Mean levels for blood lead, tibia lead, and patella lead were 6.2 microg/dl, 21.9 microg/g and 32 microg/g respectively. Men in the lowest quintile of total dietary intake levels of vitamin D (including vitamin supplements) (<179 i.u./day) had mean tibia and patella lead levels 5.6 microg/g and 6.0 microg/g higher than men in the highest intake quintile (> or = 589 i.u./day), according to multiple regression models adjusted for age, education level, smoking and alcohol consumption. There were inverse associations of blood lead levels with total dietary intake of vitamin C and iron; men in the lowest vitamin C intake quintile (<109 mg/day) had a mean blood lead level 7.7 microg/dl higher tan men in the highest quintile (> or = 339 mg/day) and men in the lowest iron intake quintile (<10.9 mg/day) had a mean blood lead level 1.1 microg/dl higher than men in the highest quintile (> or = 23.5 mg/day).

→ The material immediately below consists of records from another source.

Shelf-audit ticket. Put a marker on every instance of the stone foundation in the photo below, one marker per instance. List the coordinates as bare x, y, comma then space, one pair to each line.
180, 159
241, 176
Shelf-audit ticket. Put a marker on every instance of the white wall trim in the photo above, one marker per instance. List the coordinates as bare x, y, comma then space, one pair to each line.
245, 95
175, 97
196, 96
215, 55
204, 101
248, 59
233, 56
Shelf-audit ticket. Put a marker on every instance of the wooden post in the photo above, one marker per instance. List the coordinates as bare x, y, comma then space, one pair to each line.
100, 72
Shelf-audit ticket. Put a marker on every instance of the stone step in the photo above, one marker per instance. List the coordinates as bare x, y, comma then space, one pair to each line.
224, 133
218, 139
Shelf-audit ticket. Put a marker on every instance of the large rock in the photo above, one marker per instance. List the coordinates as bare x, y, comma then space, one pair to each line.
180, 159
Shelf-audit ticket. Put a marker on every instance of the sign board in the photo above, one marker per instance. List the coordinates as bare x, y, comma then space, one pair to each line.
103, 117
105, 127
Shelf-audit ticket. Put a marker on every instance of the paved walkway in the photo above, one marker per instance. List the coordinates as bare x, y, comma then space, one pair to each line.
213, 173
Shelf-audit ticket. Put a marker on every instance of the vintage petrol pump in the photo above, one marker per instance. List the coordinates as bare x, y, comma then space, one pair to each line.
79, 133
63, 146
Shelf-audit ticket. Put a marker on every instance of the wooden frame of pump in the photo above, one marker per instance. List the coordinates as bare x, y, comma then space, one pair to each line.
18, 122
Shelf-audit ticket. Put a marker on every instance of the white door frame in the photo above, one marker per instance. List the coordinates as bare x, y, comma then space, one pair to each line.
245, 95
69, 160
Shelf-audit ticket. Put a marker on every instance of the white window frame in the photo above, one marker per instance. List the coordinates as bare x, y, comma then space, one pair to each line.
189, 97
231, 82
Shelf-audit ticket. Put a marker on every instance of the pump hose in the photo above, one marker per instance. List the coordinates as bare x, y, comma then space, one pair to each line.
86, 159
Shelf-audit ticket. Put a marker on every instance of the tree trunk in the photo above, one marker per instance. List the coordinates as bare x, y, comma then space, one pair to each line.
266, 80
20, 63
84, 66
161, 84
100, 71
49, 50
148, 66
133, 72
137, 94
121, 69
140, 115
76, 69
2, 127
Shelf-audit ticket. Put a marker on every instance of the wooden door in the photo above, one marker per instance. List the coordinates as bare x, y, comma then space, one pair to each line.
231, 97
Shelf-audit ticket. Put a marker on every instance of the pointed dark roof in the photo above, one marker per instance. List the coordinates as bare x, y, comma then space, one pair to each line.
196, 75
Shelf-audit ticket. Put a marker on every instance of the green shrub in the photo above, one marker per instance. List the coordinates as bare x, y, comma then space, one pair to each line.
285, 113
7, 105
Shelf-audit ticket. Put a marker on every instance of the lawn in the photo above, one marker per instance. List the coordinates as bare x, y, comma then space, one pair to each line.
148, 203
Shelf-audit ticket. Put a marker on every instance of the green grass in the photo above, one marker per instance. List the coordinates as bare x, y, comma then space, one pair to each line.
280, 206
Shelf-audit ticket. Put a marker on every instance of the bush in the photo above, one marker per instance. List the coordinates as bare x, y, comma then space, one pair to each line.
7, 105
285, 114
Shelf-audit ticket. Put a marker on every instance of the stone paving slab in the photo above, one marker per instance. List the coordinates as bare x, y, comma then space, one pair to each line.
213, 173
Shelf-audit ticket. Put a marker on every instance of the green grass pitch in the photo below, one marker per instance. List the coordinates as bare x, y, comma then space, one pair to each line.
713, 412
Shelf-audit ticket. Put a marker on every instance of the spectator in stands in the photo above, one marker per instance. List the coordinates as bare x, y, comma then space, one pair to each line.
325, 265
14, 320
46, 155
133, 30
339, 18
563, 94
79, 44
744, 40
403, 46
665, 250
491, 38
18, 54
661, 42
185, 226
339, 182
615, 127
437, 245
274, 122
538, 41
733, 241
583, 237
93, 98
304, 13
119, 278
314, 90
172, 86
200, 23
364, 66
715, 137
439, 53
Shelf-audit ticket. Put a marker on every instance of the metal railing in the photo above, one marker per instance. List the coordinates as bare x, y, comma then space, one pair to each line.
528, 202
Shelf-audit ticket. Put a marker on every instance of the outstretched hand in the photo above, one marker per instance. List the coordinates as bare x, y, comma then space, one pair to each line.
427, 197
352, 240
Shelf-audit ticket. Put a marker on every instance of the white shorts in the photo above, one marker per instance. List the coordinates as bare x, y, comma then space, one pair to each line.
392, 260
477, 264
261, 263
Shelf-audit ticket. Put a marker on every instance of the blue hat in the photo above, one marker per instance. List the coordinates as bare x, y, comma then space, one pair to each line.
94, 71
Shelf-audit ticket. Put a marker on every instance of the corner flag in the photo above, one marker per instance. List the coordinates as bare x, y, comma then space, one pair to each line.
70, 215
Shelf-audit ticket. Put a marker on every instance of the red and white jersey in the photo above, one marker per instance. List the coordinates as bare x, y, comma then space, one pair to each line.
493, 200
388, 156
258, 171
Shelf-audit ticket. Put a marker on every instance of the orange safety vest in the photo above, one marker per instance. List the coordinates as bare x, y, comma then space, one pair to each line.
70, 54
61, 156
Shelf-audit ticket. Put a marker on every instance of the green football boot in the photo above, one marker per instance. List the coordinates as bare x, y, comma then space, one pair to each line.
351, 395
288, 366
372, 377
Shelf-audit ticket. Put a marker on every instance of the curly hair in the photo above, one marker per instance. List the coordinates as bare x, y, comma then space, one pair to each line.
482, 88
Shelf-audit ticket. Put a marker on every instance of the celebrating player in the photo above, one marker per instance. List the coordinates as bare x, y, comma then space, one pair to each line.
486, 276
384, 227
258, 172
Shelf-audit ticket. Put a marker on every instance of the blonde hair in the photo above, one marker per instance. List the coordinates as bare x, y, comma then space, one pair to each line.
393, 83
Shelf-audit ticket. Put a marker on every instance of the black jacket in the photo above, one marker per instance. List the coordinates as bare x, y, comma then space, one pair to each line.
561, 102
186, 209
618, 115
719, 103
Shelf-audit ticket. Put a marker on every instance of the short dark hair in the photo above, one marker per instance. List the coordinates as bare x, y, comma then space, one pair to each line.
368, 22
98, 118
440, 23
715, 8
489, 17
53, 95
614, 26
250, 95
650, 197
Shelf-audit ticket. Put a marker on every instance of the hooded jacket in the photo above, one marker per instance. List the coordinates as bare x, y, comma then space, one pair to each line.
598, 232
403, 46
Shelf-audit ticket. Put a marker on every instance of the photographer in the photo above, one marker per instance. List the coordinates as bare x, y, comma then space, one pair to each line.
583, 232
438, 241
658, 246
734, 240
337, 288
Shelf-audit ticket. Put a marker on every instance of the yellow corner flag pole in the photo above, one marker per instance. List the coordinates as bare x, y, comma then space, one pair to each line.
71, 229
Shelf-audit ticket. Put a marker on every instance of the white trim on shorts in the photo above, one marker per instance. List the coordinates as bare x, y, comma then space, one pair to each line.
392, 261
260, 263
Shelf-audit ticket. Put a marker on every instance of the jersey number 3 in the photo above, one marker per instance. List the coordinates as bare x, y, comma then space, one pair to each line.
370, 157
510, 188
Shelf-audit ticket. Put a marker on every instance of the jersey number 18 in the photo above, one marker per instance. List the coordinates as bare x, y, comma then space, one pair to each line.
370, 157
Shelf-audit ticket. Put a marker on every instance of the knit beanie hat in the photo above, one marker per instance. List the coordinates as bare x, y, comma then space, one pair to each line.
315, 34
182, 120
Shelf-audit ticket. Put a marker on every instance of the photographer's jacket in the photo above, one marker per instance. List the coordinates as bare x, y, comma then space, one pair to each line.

Low dietary intake of vitamin D may increase lead accumulation in bones and lower dietary intake of vitamin C and iron may increase lead levels in the blood.


Cheng Y et al. Relation of nutrition to bone lead and blood lead levels in middle-aged to elderly men. The Normative Aging Study. Am J Epidemiol 147(12): 1162-74. June 15 1998.


This is an extraordinary result with a simple take-home message: higher vitamins D and C and iron levels mean lower lead levels in bones and blood.